I was clicking around on the link I shared in my other comment a bit to make sure I was sharing the right tool, and I found this gem:

Remember pip install numpy does not mean you will get the latest version;
it means you are OK with getting whatever version you get 😉

So if you wanna just let the AI decide, then it means you don't care what you get. Over time (and at 1000x dev speed that means in about 3... 2... 1... now) the only thing remaining will be slop. There will be nothing because you didn't spec anything. You're okay with whatever.

reply

By the way, I got my clawbot set up on a VPS.

It's... cool, I guess. At least now I understand what the thing is , and what it's doing under the hood. Can't think of a major use case for it right now though, that claude code and claude chat couldn't solve.

Kinda cool that I can message it on Discord and it'll operate on files in a machine though.

reply
24 sats \ 8 replies \ @optimism 7h

You know what it's doing under the hood? That makes you the only person in the known universe to have that knowledge, lol.

Kinda cool that I can message it on Discord and it'll operate on files in a machine though.

We may differ in opinion whether discord is cool, but yes. Since Wednesday I was facing a dilemma of being on a Claude budget overrun so I was tempted to instead just give instructions to the claw bot. But then I was like naw - too much work - and just took the bitter pill of paying some extra cash into Anthropic. I heard they can use it, lmao.

reply

Haha "under the hood" from my previous perspective of zero knowledge.

I now understand that it is a process that runs a gateway service exposed on a port. That port can receive messages, which it routs to a LLM using an API key you set up.
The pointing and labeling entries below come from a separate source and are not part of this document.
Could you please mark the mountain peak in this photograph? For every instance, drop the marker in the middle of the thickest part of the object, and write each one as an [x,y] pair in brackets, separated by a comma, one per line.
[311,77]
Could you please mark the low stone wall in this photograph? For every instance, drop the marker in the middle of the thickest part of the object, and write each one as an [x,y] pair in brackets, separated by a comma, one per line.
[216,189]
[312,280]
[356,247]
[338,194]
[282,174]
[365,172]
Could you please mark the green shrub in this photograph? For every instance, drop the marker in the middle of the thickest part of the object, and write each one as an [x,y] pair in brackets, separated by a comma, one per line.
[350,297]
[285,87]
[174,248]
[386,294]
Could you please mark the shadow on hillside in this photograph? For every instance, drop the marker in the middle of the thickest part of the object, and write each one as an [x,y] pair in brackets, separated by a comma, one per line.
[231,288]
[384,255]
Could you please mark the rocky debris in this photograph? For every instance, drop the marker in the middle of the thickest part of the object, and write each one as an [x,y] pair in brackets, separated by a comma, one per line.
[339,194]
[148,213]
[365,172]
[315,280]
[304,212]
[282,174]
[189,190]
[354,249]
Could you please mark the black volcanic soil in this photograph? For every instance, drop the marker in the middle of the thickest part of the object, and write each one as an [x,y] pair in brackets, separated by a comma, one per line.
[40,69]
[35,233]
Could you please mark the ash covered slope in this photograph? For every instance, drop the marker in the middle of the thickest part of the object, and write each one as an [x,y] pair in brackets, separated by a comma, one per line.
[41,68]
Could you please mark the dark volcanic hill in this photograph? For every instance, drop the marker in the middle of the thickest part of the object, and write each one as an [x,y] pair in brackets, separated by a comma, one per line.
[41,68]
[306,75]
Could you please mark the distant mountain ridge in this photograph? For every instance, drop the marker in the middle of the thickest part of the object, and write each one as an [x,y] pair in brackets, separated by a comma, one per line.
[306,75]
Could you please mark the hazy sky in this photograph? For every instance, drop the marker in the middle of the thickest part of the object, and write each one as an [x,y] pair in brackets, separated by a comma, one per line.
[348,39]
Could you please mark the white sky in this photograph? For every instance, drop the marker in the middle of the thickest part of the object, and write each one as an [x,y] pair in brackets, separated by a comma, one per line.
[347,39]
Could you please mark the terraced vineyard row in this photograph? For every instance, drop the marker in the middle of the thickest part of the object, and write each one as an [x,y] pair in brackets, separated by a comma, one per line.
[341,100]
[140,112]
It doesn't route the message directly to the LLM though. It probably does a couple of things first, like get the LLM to read the prompt to figure out what files it needs to read for more context and what commands it might need to run on the machine. So openclaw is the software that orchestrates between these calls to the LLM and what's happening on the machine.

It does other stuff in the background too. It runs a regular heartbeat check which is a call to a LLM using whatever is in your HEARTBEAT.md. It's got other markdown files (IDENTITY.md, SOUL.md, etc.) that sets up its personality. It keeps some working memory of your sessions so that past interactions persist. It's got a bunch of config files that let you set permissions, access tokens, and other access/restrictions.

It's equipped with instructions for how to operate certain APIs, like a Discord API. You have to set it up with your Discord bot token and manage some of the connections.

I'm not sure if there are other projects out there like this, but probably one reason it got popular is that it has a pretty comprehensive setup and onboarding wizard. So getting started is easy. I did encounter a few bugs along the way, but nothing that a little googling/LLMing couldn't figure out.

reply
16 sats \ 6 replies \ @optimism 7h
It probably does a couple of things first

It merges your first message into a massive superprompt with system, tooling, memory, personality, user preferences and then appends to it. They say it's somewhere in here haha.

it has a pretty comprehensive setup and onboarding wizard.

This is what I think they did pretty well. User-first attitude is a winner.

reply

And the superprompt does seem to work pretty well to get the bot to be self-actualizing.

For example, if I ask regular Claude to tell me how to edit the openclaw config files to do X, it won't do as good of a job as if I ask the clawbot to edit its own files to do X.

That self-sufficiency aspect of knowing how to operate itself is pretty interesting. It's like the brain is actually connected to the hands and feet, so to speak.

139 sats \ 0 replies \ @optimism 8h

Maybe you'll like this: https://robotframework.org/ - I've used that in large product orgs in the past and they've been keeping up.

reply
16 sats \ 0 replies \ @satring 4h -50 sats

Honestly I don't write tests anymore. Offload all tests writing and updating to AI, it's great at it! Frees you up to focus on more interesting work.